In vielfältigen und durchaus unterschiedlichen Kontexten erscheint daher das Werk Klaus Manns aktuell, und eine neue Lektüre bekannter (und zum Teil unbekannter oder wenig beachteter) Texte aus Anlass seines 100. Geburtstags ist wahrlich geboten.

Im Kontext der „intellectual history“ des 20. Jahrhunderts ist er ein Grenzgänger zwischen Heimatlosigkeit und säkularer Religiosität; im Horizont der Debatten um die ästhetische Moderne spiegeln sein literarisches und essayistisches Werk Suchbewegungen zwischen ästhetischer Autonomie und politischem Engagement. Der passionierte Kinogänger, der 1945 von Roberto Rossellini als Drehbuchautor unter Vertrag genommen wurde, hat mit Formen filmischen Erzählens experimentiert und darf damit als früher Vertreter literarischer Intermedialität gelten. Editorisch schließlich ist Klaus Mann inzwischen so gut präsentiert, wie es kaum einem anderen Exil-Autor beschieden war: Seine Romane liegen in Neuausgaben vor; die Essays und Briefe in repräsentativer Auswahl und guter Kommentierung; die Tagebücher, deren Edition aus Gründen des Persönlichkeitsschutzes Lücken enthält, sind seit Neuestem zur Einsicht für die Forschung freigegeben. Die Bedingungen für eine neue Lektüre des Klaus-Mann’schen Werkes, für eine systematische wissenschaftliche Erforschung seiner literarischen, essayistischen und autobiografischen Schriften sind damit außerordentlich günstig.
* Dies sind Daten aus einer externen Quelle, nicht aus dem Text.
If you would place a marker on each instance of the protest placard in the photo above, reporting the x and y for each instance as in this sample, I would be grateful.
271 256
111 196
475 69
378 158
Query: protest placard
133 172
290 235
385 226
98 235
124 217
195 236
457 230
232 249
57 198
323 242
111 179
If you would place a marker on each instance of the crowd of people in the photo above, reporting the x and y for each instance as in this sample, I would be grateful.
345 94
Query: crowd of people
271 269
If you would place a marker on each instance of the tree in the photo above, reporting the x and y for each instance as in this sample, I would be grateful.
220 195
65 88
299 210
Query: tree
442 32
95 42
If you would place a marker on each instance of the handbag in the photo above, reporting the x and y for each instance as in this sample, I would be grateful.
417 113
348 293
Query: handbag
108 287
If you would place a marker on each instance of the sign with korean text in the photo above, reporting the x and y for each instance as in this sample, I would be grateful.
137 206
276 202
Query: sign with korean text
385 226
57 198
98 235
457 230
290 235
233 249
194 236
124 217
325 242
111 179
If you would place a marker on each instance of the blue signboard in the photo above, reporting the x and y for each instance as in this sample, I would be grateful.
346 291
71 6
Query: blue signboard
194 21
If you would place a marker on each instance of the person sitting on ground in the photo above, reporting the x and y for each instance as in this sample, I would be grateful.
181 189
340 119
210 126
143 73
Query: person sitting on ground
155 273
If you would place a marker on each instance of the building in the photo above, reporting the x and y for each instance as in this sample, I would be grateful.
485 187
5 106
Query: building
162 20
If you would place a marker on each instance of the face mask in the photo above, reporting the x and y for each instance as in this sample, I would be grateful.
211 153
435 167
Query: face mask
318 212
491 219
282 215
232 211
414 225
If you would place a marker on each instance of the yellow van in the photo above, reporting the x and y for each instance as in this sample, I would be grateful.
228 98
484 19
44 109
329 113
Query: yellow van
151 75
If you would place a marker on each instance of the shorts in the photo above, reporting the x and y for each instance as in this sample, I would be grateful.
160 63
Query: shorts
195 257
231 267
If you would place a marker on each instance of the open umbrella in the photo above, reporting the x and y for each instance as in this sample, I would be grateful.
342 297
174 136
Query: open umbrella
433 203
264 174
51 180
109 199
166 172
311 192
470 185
Die Autorin ist Professorin für Neuere deutsche Literatur am Institut für Deutsche und Niederländische Philologie der Freien Universität Berlin.
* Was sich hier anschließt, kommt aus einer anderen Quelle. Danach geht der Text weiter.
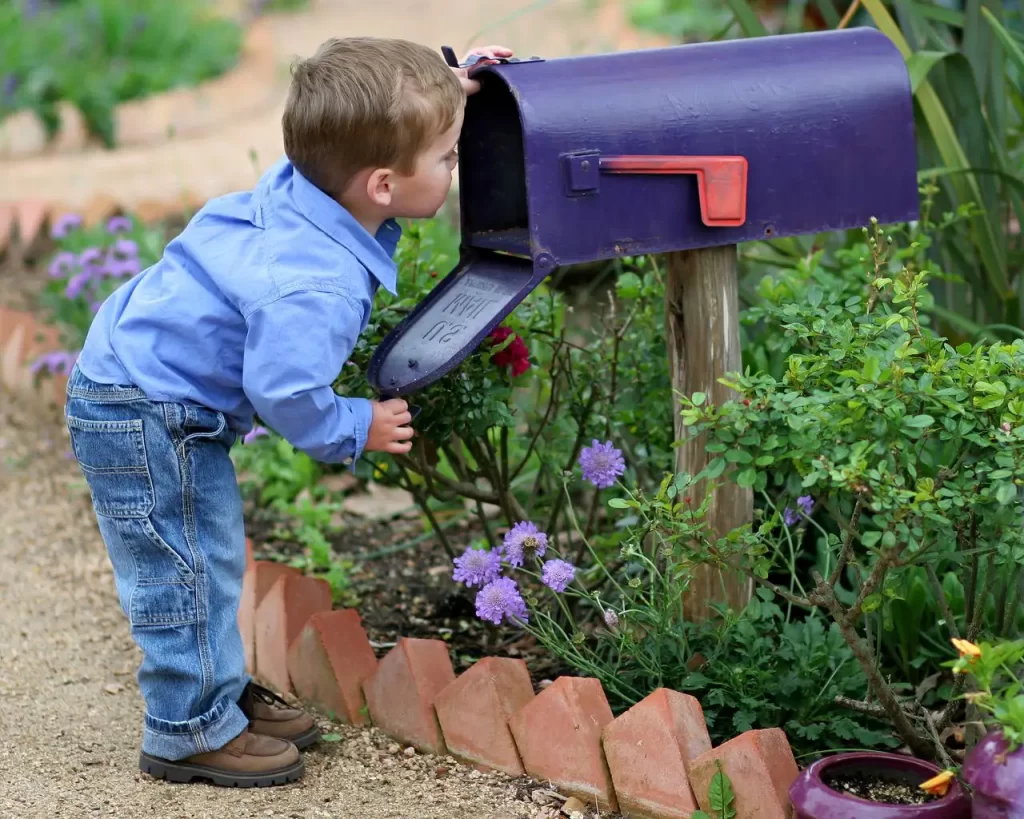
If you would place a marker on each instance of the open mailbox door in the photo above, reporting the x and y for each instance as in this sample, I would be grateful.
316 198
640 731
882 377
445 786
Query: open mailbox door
452 321
580 159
Im Literaturhaus Berlin findet noch bis zum 19. November ein Symposium zum 100. Geburtstag von Klaus Mann statt. Unter dem Titel „Auf der Suche nach einem Weg“ wird die bisherige Klaus-Mann-Forschung bilanziert sowie Impulse und neue Forschungsansätze erörtert. Veranstaltet wir das durch die DFG geförderte Symposium von Professorin Irmela von der Lühe (Freie Universität Berlin), Dr. Uwe Naumann (Rowohlt Verlag) und dem Literaturhaus Berlin.